By Brett Snider, Esq. on September 18, 2014 | Last updated on March 21, 2019

As a business owner, should you video-record your employees?

Employers may wonder how their employees might act if they knew they were being watched at all times. It may sound like a heavy-handed science fiction premise, but companies might actually benefit from having cameras recording their employees. Some recent studies have found that when employees knew they were being watched, misconduct (like employee theft) fell, while sales and productivity increased.

However, a business can get itself into real legal trouble by recklessly recording its workers.

Studies: Workers Better When Watched

It's not hard to imagine that most of our behaviors would improve if every act that we performed was exposed in the stark light of day. Writing for The Huffington Post, Harvard business professor Ethan Bernstein believes that the research on employee behavior matches this intuition. Cameras will not be terribly effective at helping employers catch bad behavior by employees, but the presence of the cameras themselves seems to curb poor choices.

A Washington University study found that technology-based monitoring in restaurants "reduced restaurant employee theft by 22 percent" and actually increased productivity and sales. Another study found that customers perceived an increase in worker effort when they were more able to view them while working. Greater transparency seems to have a number of different perks for businesses, and adding cameras to watch employees removes one more barrier between the employer and employees.

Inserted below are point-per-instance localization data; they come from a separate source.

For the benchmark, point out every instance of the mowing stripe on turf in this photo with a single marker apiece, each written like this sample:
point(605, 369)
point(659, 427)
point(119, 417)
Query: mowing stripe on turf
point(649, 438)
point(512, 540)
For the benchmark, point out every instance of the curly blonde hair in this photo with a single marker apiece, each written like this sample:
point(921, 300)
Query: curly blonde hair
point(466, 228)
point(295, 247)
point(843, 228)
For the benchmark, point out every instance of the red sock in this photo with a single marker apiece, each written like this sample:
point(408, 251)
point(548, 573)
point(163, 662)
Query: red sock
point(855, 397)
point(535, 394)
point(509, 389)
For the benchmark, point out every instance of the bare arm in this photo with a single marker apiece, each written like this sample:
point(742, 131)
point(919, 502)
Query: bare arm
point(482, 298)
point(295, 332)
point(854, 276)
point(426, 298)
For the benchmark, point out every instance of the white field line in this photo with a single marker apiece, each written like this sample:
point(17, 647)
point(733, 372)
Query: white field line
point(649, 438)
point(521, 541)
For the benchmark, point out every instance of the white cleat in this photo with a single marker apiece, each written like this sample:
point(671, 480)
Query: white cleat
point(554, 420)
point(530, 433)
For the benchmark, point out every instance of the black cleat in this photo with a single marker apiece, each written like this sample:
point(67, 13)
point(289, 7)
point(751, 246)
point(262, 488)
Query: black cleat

While statistics may point to a decrease in worker misconduct and an increase in productivity, watching employees may nonetheless land your company in legal trouble. Video surveillance of work areas can be legal, but only if it is video-only. Recording the audio of your workers' conversations can run afoul of federal wiretapping laws.

In addition, you don't want to place cameras in places that would violate your employees' privacy -- like bathrooms and changing areas. Make sure that wherever you install cameras, you have a reasonable business purpose for doing so (e.g., security, preventing theft, monitoring performance, etc.). If there is no business purpose for the camera, it's more likely to expose your business to a lawsuit.

Try to remember that your employees are humans as well as workers when installing cameras. Bernstein notes that although a camera's presence may increase productivity, it may also dampen creative or innovative behavior.

As an employer, you will have to balance legal and human concerns when deciding to video-record your employees.